How consistent are the Azure deployment times?
Table of Contents
It has been a while since a publication in the development section, but that does not mean there is no development on that side. This article will go deeper into the deployment strategy at GO-EUC and how the repository is structured. This article will also give additional information on how new solutions and products can be added to the deployment. As an example, Parallels Application Server (RAS) will be added to the repository.
Parallels RAS
Before diving into the details, it is essential to understand what Parallels RAS is and its overall architecture.
Parallels RAS is a solution that enables organisations to deliver Windows applications and desktops to users from on-premises or cloud infrastructure, including Azure, Azure Virtual Desktop, and AWS.
For more general information, please visit the Parallels website.
A Parallels RAS deployment consists of the following components:
Farm is a collection of Parallels RAS components maintained as a logical entity with a unique database and licensing.
Site is a managing entity usually based on a physical location. Each site consists of at least a RAS Connection Broker, RAS Secure Gateway, and agents installed on RD Session Hosts, virtualization servers, and Windows PCs. There can be multiple sites in a given farm.
RAS Connection Broker provides access to published applications and desktops and load balances application traffic. High availability can be achieved by adding a secondary RAS Connection Broker to a site.
RAS Secure Gateway is a service that acts as a proxy between the Parallels Client software running on client devices and Parallels RAS. A Secure Gateway encrypts the communications using SSL. Multiple RAS Secure Gateways can work in high availability mode with Parallels HALB.
RAS RD Session Host Agent is installed on an RD Session Host and enables publishing of server resources (applications and desktop). RAS RD Session Host Agent also collects the necessary information from the server on which it’s running and sends it to the RAS Connection Broker, which uses it for load balancing and some other purposes.
For all the details visits the Parallels RAS components page.
While it is not recommended by default, in small or lab environments, these main infrastrcuture roles can be consolidated onto a single server.
For more information on deployment, please check the Parallels RAS Reference Architecture.
Repository structure It is essential to have a clear structure in your repository, as this eases addition, improves development, maintenance, and collaboration on the project. For the GO-EUC deployments, the decision was made to organize based on technology and tooling, on the hosting platform, and on the delivery platform, respectively. As an example, Terraform could be the technology tooling used, VMware as the hosting platform, and lastly Parallels RAS as the delivery platform.
For the deployments in the go-euc lab environment, the solution is standardized on the following technologies and tools:
- Ansible
- Docker
- Packer
- Terraform
- PowerShell
For more information about these tools and why they were chosen, please refer to the previous development article.
The structure used is also reflected in the actual repository that is set up for GO-EUC. In the table below is a detailed breakdown of the underlying directory structure in the root of the repository.
As a reminder, the repository is the file storage structure used to hold the text based files (like .tf, .pkr.hcl, .yml), managing infrastructure code (Terraform), machine images (Packer), and server automation (Ansible), often in separate directories or projects, but version-controlled together to automate building custom server images (Packer+Ansible) and deploying/configuring infrastructure (Terraform+Ansible) for consistent, repeatable deployments.
| Folder | Technology | Description |
|---|---|---|
| .assets | N/A | Images that are used in the README.md. |
| .devops | Azure DevOps | Pipelines related to the Azure DevOps. |
| .github | GitHub | GitHub configurations, including the workflows. |
| ansible | Ansible | Ansible playbooks and roles. |
| docker | Docker | Docker configurations. |
| init | PowerShell | The initialization scripts to set up the lab are written in PowerShell. |
| manifest | Packer | Packer manifest locations are an empty repository and could be moved to another location. |
| packer | Packer | The packer deployment for various platforms. |
| terraform | Terraform | The infrastructure as code configurations for various platforms. |
| tests | N/A | Test configuration for CI validations. |
Onboarding a new delivery solution
When adding new technologies, whether it is a new hosting platform or adding a new delivery solution, the deployment needs to be updated.

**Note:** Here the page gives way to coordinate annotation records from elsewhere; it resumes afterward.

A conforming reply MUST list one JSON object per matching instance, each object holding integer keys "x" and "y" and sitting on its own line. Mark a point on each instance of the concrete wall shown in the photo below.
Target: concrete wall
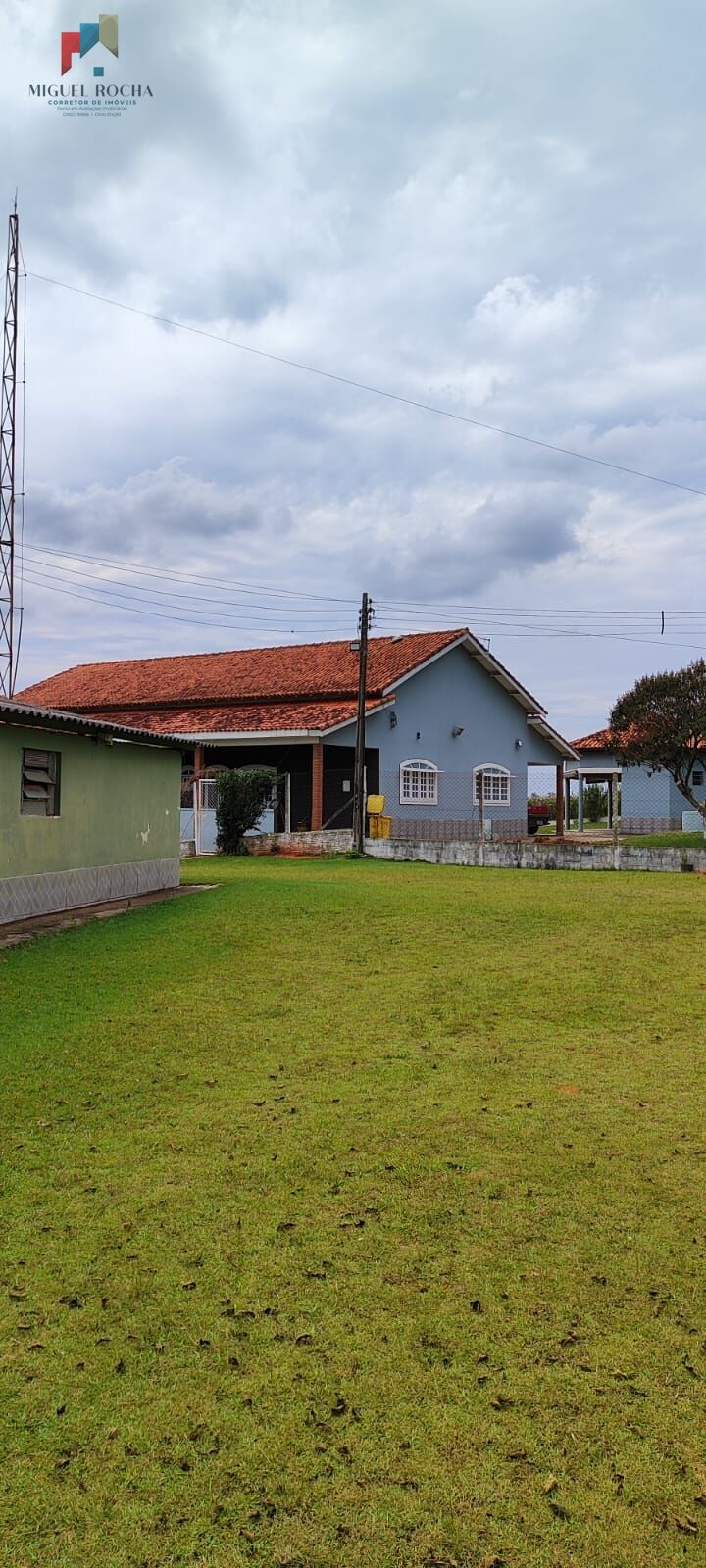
{"x": 117, "y": 833}
{"x": 530, "y": 855}
{"x": 455, "y": 692}
{"x": 537, "y": 855}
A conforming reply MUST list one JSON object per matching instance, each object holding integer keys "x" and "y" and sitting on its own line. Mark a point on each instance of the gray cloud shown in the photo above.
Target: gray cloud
{"x": 494, "y": 209}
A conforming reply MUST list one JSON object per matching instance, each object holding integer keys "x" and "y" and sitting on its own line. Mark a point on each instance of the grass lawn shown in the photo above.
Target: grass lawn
{"x": 353, "y": 1219}
{"x": 679, "y": 841}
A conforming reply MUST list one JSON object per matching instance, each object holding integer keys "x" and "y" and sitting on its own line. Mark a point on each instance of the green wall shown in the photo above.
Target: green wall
{"x": 118, "y": 805}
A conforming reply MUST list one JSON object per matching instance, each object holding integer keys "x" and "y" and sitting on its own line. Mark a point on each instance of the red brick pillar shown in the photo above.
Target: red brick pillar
{"x": 316, "y": 786}
{"x": 561, "y": 802}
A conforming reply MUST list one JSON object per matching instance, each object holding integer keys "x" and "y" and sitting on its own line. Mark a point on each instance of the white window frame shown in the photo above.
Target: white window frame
{"x": 428, "y": 778}
{"x": 496, "y": 784}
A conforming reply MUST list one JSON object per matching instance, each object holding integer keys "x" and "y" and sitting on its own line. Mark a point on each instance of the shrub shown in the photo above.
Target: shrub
{"x": 242, "y": 796}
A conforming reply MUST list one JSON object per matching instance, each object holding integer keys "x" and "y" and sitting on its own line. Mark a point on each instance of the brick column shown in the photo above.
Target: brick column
{"x": 316, "y": 786}
{"x": 561, "y": 804}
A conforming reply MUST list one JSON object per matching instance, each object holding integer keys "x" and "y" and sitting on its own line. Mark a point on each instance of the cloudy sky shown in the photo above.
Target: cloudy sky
{"x": 493, "y": 209}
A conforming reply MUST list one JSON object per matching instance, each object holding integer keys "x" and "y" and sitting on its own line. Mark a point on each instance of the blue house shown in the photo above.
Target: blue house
{"x": 650, "y": 802}
{"x": 449, "y": 731}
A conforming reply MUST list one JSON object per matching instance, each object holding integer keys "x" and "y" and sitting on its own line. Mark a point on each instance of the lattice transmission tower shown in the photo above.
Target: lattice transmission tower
{"x": 7, "y": 462}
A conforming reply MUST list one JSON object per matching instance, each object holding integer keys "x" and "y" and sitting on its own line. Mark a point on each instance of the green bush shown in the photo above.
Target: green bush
{"x": 242, "y": 796}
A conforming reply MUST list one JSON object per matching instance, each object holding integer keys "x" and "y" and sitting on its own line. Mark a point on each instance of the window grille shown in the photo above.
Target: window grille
{"x": 496, "y": 784}
{"x": 39, "y": 783}
{"x": 420, "y": 781}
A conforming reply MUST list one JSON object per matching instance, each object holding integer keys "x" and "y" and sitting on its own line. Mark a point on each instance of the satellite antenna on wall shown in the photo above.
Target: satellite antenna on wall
{"x": 7, "y": 462}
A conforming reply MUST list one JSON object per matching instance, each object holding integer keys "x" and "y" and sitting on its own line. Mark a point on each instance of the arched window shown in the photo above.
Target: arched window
{"x": 496, "y": 784}
{"x": 420, "y": 781}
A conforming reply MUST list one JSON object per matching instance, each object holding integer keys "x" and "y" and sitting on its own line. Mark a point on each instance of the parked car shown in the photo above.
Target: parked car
{"x": 538, "y": 814}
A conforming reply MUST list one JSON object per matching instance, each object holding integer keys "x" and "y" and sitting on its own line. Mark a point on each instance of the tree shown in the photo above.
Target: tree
{"x": 593, "y": 802}
{"x": 242, "y": 796}
{"x": 661, "y": 725}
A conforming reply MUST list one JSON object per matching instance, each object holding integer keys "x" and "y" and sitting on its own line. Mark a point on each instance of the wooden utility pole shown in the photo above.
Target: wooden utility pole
{"x": 7, "y": 463}
{"x": 360, "y": 762}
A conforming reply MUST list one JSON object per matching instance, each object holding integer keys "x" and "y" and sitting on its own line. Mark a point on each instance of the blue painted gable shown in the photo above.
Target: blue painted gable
{"x": 455, "y": 694}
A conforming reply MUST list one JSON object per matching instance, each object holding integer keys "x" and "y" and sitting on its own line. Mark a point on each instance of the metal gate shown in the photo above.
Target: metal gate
{"x": 200, "y": 823}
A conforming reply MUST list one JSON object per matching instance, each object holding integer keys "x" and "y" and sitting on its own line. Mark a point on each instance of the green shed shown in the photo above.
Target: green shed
{"x": 88, "y": 811}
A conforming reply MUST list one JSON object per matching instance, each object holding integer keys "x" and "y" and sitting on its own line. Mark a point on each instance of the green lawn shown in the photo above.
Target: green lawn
{"x": 353, "y": 1219}
{"x": 679, "y": 841}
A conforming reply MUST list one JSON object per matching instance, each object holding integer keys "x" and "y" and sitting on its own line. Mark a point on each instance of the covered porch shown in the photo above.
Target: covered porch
{"x": 580, "y": 775}
{"x": 313, "y": 783}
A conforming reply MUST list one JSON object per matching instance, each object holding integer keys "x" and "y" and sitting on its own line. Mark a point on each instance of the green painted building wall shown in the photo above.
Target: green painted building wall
{"x": 117, "y": 833}
{"x": 118, "y": 804}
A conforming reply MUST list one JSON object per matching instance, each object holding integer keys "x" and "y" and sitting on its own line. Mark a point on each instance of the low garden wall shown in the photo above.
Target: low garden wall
{"x": 543, "y": 855}
{"x": 540, "y": 855}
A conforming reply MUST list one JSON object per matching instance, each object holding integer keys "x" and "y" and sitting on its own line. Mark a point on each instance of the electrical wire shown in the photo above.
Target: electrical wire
{"x": 374, "y": 391}
{"x": 386, "y": 608}
{"x": 91, "y": 596}
{"x": 126, "y": 603}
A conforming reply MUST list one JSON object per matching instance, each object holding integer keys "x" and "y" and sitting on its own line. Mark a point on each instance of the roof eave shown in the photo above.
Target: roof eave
{"x": 543, "y": 728}
{"x": 25, "y": 715}
{"x": 483, "y": 658}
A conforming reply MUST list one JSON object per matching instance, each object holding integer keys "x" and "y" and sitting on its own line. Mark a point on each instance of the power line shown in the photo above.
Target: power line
{"x": 120, "y": 601}
{"x": 190, "y": 577}
{"x": 391, "y": 606}
{"x": 363, "y": 386}
{"x": 91, "y": 596}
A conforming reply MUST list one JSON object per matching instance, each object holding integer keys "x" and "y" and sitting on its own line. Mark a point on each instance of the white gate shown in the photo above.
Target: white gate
{"x": 203, "y": 815}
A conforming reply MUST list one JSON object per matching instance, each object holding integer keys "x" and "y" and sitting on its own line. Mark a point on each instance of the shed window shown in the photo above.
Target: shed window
{"x": 420, "y": 781}
{"x": 39, "y": 783}
{"x": 496, "y": 784}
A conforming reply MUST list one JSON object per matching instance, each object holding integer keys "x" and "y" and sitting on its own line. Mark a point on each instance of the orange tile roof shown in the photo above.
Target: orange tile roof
{"x": 242, "y": 718}
{"x": 239, "y": 687}
{"x": 600, "y": 741}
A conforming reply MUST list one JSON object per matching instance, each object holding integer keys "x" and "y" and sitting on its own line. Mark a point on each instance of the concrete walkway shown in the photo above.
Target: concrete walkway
{"x": 63, "y": 919}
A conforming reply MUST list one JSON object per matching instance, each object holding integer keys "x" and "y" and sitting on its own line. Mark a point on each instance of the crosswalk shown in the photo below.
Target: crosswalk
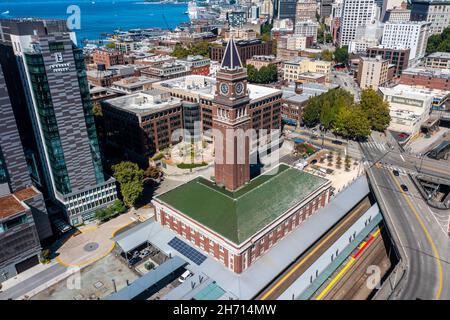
{"x": 375, "y": 145}
{"x": 401, "y": 171}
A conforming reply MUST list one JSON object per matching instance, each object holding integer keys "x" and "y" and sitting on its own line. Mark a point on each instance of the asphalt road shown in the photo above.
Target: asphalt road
{"x": 425, "y": 248}
{"x": 418, "y": 233}
{"x": 379, "y": 149}
{"x": 33, "y": 282}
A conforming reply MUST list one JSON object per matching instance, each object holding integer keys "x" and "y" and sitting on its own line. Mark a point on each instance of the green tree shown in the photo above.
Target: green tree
{"x": 327, "y": 55}
{"x": 439, "y": 42}
{"x": 131, "y": 192}
{"x": 341, "y": 55}
{"x": 376, "y": 109}
{"x": 129, "y": 176}
{"x": 180, "y": 52}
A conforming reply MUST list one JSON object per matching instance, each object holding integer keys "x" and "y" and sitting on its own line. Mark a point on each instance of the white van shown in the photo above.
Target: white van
{"x": 184, "y": 276}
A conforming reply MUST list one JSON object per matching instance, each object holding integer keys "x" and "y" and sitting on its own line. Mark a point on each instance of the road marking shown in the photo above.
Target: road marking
{"x": 352, "y": 260}
{"x": 301, "y": 262}
{"x": 427, "y": 234}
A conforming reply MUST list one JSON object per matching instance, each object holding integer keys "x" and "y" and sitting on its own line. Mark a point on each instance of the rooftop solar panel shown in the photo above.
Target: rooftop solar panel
{"x": 187, "y": 251}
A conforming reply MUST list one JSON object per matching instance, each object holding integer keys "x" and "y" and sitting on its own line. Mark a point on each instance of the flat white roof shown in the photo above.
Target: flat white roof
{"x": 205, "y": 86}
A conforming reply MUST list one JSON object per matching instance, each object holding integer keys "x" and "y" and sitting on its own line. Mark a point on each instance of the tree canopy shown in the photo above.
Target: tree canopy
{"x": 341, "y": 54}
{"x": 335, "y": 110}
{"x": 130, "y": 179}
{"x": 439, "y": 42}
{"x": 376, "y": 109}
{"x": 266, "y": 74}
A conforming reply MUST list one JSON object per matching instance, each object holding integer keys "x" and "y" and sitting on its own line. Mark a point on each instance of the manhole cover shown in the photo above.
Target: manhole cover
{"x": 91, "y": 246}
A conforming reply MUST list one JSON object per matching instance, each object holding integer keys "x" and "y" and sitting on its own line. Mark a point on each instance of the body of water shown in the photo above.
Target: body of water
{"x": 100, "y": 16}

In our example of adding a new delivery solution, these typically require additional server infrastructure. The server infrastructure needs to be deployed, the servers configured, and software installed on the newly deployed servers. In the case of our example of Parallels RAS, such a deployment contains RAS-specific components. As this is a lab environment, the roles mentioned previously will be combined on a single server. The other components, like the servers and infrastructure required for Active Directory etc, are shared among deployment platforms.
Below is a diagram of a typical RAS deployment:
Packer
In this specific example, there are no changes required by Packer, however, it does require some basic understanding of how it works. So, in the case of the VMware deployment, you need to ensure there are some templates available. For Packer, there is a default configuration that creates a new template based on the original Microsoft ISO files. That is done for Windows Server 2019, 2022, and 2025, as well as Windows 10 (obsolete) and Windows 11.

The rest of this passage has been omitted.